Objectives
In primary healthcare research, there are core challenges such as data silos and missing data. Furthermore, the current high technical barriers severely limit effective cross-regional data analysis.
Methods
This work was the first to apply the federated causal learning framework to primary healthcare. Through two case studies, we demonstrated how to estimate cross-regional causal effects without sharing raw data, guided by a detailed step-by-step protocol. Furthermore, we designed a systematic simulation study tailored to the characteristics of primary healthcare data to evaluate the performance of this framework under various missingness mechanisms and proportion settings.
Results
This framework was effectively applied to both chronic non-communicable disease and infectious disease, two major issues that remain public health priorities requiring sustained attention. In the cardiovascular disease case, the estimated average treatment effect (ATE) from the federated model (ATE=0.017) was very close to the result of the centralised model (ATE=0.018).
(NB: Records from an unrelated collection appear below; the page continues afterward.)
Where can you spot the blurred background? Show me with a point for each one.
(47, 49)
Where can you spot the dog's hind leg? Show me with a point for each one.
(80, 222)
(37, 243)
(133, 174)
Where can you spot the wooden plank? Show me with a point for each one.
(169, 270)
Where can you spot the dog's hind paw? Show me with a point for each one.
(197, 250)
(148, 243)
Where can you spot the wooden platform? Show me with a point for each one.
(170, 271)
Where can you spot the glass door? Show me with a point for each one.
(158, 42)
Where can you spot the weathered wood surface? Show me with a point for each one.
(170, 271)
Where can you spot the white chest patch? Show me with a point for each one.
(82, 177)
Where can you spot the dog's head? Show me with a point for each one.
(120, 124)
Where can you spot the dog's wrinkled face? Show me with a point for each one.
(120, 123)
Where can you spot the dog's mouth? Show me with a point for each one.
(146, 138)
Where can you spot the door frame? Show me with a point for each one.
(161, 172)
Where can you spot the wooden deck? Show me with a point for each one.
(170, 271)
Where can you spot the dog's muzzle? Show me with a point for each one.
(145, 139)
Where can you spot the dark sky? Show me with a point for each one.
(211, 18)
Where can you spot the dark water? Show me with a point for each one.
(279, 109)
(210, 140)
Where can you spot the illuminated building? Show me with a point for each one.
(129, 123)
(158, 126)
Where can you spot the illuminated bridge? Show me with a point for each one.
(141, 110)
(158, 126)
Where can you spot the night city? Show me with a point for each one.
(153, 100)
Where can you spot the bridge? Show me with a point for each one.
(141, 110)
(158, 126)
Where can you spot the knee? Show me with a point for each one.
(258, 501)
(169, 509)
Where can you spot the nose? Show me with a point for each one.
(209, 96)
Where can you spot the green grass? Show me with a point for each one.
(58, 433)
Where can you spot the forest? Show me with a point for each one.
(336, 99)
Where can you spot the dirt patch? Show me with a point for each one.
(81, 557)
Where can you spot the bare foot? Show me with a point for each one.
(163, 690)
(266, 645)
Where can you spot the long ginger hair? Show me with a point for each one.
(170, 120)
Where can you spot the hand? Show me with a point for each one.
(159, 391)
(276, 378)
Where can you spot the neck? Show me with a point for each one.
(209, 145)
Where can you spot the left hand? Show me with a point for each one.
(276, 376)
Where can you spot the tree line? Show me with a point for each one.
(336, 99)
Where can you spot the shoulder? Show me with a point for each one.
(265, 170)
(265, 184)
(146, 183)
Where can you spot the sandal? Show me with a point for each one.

Under all missing data scenarios, the stable model consistently achieved perfect or near-perfect coverage rates, maintaining performance even under missingness rates as high as 20%. In addition, the coverage of the unstable model remained robustly above 96.10% even when model assumptions were violated.
Discussion
This work demonstrated the effectiveness and practicality of federated causal learning in primary healthcare data, which was characterised by decentralisation and susceptibility to missing data.
Conclusion
This framework provided a feasible solution for primary healthcare workers to safely conduct federated causal inference. It held promise for advancing data-driven precision decision-making in primary care.